The NES provides for relevant employees to accrue 4 weeks paid annual leave each year. The approach of the majority in Mondelez v AMWU will be relevant to interpretation of those provisions as well. The decision to interpret “10 days” as not being divisible into hours supports the conclusion that “4 weeks” annual leave likewise needs to be calculated in terms of weeks, and not broken down into hours, as payroll systems commonly do.

Possible options open to Mondelez and the Minister

For Mondelez, there is an option to apply to the High Court for special leave to appeal. An application for special leave to appeal must be filed within 28 days after the judgment  was pronounced. Accordingly, the deadline for Mondelez to lodge its application will be 18 September 2019. If an appeal is lodged and leave granted by the High Court, a decision could be expected some time in 2020.

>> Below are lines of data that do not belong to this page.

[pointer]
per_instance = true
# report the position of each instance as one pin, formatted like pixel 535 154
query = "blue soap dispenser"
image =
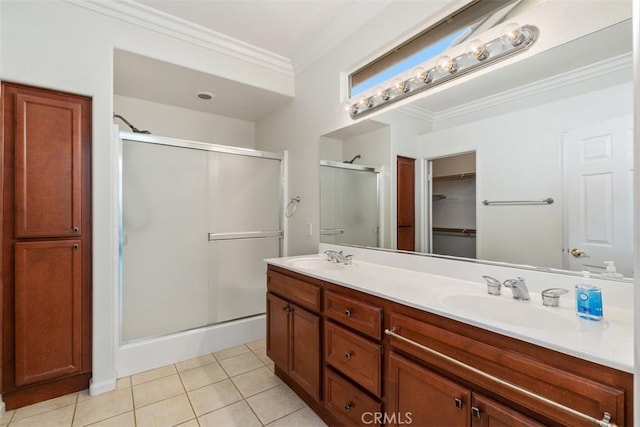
pixel 588 299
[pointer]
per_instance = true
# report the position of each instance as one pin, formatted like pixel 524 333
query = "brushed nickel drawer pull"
pixel 458 402
pixel 604 422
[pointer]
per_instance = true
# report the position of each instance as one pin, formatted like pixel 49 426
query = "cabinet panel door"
pixel 48 304
pixel 489 413
pixel 278 331
pixel 305 350
pixel 420 397
pixel 48 173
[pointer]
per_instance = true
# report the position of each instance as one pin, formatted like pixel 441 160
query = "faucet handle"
pixel 493 285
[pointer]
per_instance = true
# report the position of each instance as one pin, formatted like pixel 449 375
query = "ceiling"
pixel 299 30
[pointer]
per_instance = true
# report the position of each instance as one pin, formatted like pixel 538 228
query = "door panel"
pixel 48 167
pixel 598 176
pixel 48 304
pixel 406 210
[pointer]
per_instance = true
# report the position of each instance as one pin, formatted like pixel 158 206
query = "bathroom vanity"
pixel 367 344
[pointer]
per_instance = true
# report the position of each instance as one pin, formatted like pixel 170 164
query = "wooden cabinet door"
pixel 48 164
pixel 48 310
pixel 417 396
pixel 488 413
pixel 305 350
pixel 278 331
pixel 406 206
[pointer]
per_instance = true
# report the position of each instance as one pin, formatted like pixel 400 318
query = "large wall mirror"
pixel 528 164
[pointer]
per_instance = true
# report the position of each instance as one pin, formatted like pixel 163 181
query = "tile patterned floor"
pixel 232 387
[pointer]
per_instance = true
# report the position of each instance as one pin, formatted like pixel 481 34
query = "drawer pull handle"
pixel 604 422
pixel 475 412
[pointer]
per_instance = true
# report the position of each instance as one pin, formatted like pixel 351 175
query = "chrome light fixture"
pixel 513 39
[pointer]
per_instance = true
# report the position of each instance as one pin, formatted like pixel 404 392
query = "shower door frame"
pixel 359 168
pixel 202 146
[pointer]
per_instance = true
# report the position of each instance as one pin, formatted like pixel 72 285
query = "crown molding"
pixel 589 72
pixel 169 25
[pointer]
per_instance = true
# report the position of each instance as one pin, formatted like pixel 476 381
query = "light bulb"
pixel 423 75
pixel 512 34
pixel 446 65
pixel 476 49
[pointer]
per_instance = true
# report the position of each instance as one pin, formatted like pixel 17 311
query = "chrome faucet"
pixel 519 288
pixel 338 257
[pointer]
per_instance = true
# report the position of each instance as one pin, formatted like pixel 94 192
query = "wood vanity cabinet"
pixel 293 332
pixel 46 244
pixel 372 378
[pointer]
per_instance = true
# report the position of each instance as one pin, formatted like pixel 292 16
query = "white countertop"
pixel 608 342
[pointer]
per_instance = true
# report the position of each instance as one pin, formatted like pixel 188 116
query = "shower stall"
pixel 197 221
pixel 349 204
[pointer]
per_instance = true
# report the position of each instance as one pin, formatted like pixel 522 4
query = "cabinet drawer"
pixel 360 316
pixel 354 356
pixel 294 290
pixel 347 402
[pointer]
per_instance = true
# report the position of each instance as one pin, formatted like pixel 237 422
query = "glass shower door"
pixel 245 228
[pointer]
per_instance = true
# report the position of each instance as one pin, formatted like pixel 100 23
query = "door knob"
pixel 576 252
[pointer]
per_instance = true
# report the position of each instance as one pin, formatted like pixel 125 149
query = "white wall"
pixel 59 45
pixel 176 122
pixel 533 134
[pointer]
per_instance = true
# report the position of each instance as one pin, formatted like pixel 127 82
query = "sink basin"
pixel 510 312
pixel 315 264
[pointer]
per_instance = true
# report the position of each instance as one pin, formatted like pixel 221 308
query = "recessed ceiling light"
pixel 205 95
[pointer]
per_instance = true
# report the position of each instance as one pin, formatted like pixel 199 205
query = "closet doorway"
pixel 452 205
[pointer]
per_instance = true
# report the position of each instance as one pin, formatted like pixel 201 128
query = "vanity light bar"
pixel 513 39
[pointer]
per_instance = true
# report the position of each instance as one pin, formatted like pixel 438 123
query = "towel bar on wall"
pixel 546 201
pixel 604 422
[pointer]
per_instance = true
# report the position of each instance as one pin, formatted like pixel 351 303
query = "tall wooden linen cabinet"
pixel 46 244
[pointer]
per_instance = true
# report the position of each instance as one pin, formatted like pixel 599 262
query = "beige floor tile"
pixel 240 364
pixel 230 352
pixel 157 390
pixel 47 405
pixel 262 355
pixel 61 417
pixel 195 362
pixel 170 412
pixel 302 417
pixel 123 420
pixel 236 415
pixel 103 406
pixel 214 396
pixel 256 345
pixel 191 423
pixel 202 376
pixel 256 381
pixel 123 382
pixel 275 403
pixel 6 417
pixel 153 374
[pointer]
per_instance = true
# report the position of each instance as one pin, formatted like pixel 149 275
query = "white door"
pixel 598 185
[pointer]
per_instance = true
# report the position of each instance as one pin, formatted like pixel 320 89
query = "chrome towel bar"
pixel 604 422
pixel 546 201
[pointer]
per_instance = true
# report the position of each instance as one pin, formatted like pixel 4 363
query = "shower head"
pixel 352 160
pixel 133 128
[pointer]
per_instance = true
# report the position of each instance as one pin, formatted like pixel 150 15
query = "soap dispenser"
pixel 611 270
pixel 588 299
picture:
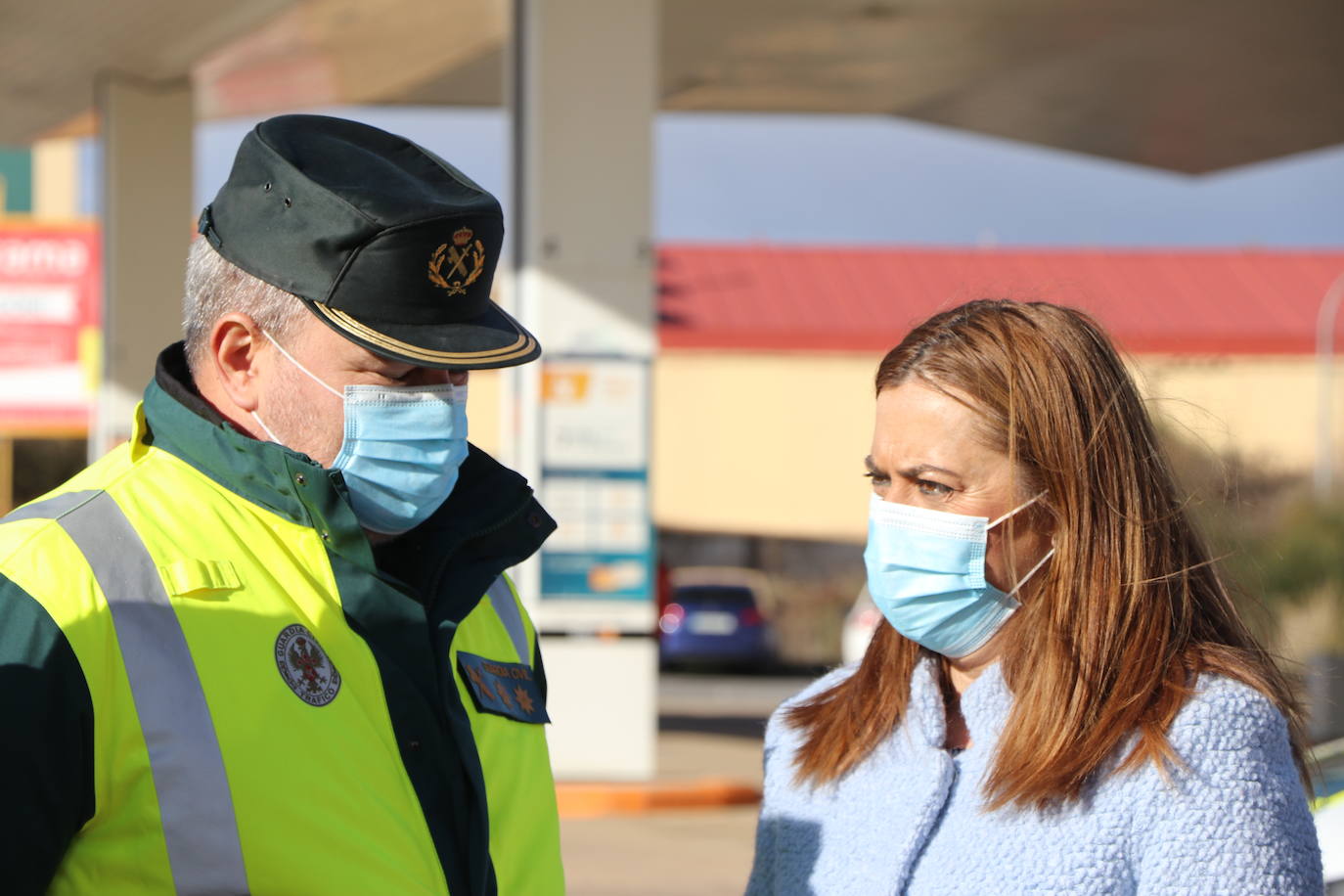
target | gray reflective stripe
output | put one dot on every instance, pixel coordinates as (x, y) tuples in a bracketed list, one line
[(194, 799), (506, 607), (51, 508)]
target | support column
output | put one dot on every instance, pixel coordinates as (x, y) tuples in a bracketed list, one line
[(147, 218), (584, 97)]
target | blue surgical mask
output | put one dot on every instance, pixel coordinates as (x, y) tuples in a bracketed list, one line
[(926, 574), (401, 452)]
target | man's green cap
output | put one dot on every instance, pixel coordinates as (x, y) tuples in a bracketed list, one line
[(386, 242)]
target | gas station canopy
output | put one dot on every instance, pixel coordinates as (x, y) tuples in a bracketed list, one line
[(1186, 85)]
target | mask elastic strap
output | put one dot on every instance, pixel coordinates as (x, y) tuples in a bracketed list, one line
[(1020, 507), (1039, 563), (294, 362)]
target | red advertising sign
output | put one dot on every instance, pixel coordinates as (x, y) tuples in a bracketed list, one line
[(50, 319)]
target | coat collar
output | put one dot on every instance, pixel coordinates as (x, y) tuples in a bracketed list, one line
[(984, 705)]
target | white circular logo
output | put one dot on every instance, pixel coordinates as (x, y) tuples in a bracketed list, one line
[(305, 666)]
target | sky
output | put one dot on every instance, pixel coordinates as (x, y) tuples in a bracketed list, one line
[(867, 179)]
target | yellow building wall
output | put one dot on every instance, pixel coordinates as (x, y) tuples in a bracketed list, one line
[(773, 443)]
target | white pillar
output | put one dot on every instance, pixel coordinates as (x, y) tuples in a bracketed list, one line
[(147, 220), (584, 97), (56, 179)]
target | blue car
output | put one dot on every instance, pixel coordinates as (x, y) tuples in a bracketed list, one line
[(714, 623)]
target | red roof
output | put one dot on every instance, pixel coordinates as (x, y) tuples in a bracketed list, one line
[(807, 298)]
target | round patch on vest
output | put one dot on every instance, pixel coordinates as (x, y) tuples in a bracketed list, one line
[(305, 666)]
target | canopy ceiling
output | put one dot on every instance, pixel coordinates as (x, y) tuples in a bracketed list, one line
[(1185, 85)]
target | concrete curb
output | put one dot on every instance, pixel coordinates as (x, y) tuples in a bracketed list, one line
[(599, 799)]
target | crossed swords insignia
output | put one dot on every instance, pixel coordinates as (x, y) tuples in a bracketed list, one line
[(464, 261)]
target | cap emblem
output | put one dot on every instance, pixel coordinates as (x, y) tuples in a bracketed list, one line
[(305, 666), (464, 259)]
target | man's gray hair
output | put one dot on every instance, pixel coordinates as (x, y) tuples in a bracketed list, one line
[(216, 287)]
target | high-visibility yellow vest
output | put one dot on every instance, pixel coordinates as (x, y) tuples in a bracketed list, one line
[(244, 739), (524, 830)]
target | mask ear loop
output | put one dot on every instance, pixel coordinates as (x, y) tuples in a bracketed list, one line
[(1039, 563), (294, 362), (1032, 571), (1020, 507)]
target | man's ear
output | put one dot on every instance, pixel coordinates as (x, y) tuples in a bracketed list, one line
[(237, 357)]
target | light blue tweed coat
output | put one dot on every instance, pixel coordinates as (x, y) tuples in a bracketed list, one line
[(909, 820)]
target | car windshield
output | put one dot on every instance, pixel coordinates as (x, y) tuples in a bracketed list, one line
[(718, 596)]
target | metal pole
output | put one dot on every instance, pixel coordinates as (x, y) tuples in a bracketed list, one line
[(1325, 398)]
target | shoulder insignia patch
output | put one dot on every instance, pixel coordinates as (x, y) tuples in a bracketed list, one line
[(504, 688), (305, 666)]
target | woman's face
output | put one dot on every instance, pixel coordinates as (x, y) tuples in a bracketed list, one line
[(926, 452)]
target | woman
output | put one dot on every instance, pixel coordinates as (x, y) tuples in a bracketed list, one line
[(1064, 700)]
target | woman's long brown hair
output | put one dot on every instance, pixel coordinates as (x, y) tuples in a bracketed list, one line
[(1128, 612)]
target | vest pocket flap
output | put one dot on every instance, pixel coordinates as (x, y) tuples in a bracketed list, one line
[(193, 576), (503, 688)]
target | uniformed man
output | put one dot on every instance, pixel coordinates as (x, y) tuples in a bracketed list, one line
[(268, 645)]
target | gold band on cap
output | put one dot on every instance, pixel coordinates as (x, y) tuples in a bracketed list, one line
[(523, 345)]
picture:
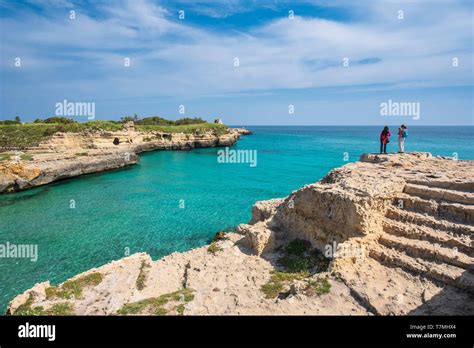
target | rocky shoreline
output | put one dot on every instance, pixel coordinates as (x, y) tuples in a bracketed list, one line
[(68, 155), (388, 235)]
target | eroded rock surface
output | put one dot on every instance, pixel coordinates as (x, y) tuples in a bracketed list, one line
[(397, 228), (67, 155)]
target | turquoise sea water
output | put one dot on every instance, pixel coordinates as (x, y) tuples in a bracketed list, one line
[(141, 208)]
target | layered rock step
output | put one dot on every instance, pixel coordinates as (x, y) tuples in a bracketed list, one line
[(431, 192), (442, 273), (453, 212)]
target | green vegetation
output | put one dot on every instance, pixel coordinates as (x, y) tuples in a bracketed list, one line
[(155, 305), (15, 135), (277, 281), (140, 283), (213, 248), (318, 287), (26, 157), (299, 261), (160, 121), (220, 236), (9, 122), (73, 288), (298, 257), (57, 309), (218, 129)]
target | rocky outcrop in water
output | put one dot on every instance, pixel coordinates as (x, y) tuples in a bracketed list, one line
[(68, 155), (392, 234)]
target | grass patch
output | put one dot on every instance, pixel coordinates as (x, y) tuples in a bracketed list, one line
[(26, 157), (299, 261), (213, 248), (277, 281), (220, 236), (23, 136), (200, 128), (140, 283), (180, 309), (73, 288), (299, 257), (154, 305), (318, 287), (56, 309)]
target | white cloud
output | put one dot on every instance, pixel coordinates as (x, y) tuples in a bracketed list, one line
[(170, 57)]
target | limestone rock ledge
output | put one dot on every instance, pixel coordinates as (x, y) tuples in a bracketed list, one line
[(397, 228), (67, 155)]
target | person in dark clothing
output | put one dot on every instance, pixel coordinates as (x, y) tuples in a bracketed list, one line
[(384, 139)]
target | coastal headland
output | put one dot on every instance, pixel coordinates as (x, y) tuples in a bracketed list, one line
[(387, 235)]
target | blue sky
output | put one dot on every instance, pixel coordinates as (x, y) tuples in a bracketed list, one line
[(282, 61)]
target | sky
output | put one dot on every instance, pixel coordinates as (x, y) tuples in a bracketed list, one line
[(306, 62)]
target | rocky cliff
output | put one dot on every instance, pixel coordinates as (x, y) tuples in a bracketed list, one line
[(390, 234), (67, 155)]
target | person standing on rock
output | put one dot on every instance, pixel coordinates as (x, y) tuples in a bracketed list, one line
[(402, 134), (384, 139)]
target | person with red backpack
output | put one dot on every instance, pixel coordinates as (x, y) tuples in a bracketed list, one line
[(402, 134), (384, 139)]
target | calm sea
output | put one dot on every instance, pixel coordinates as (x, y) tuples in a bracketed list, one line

Business groups are also likely to lobby the Morrison Government to amend the FW Act to enshrine the interpretation proposed by the Minister in this case. It remains to be seen whether any such proposal is forthcoming – and if it is, whether it can secure the necessary support in the Senate.

Conclusion

Subject to any potential decision upon appeal, or statutory intervention, the majority’s judgment in Mondelez is now the law on how personal leave accrues and is paid under the FW Act. The decision is broadly consistent with previous judicial and FWC approaches to the issue, which the majority relied on in reaching their decision. For many employers, however, it will necessitate a change in how they are calculating their employees’ entitlements to personal leave, and perhaps also annual leave.

Employers should seek legal advice specific to their circumstances if they believe they may have miscalculated the entitlements of full-time or part-time employees with working hours that vary from day to day.

Key Takeaways

The key takeaway points from this case for employers include:

  • Personal leave accrues and is taken in increments of days and part-days, not hours (as many payroll systems currently assume).
  • Employees who take personal leave for all of a given day should have one day debited from their entitlement and be paid for all the ordinary (non-overtime) hours they would have worked on that day, regardless of the number of hours involved.

For employees who take personal leave for some but not all of a day, the deduction from their leave balance is equal to a fraction of a day, measured by the proportion of their scheduled ordinary hours that they fail to work.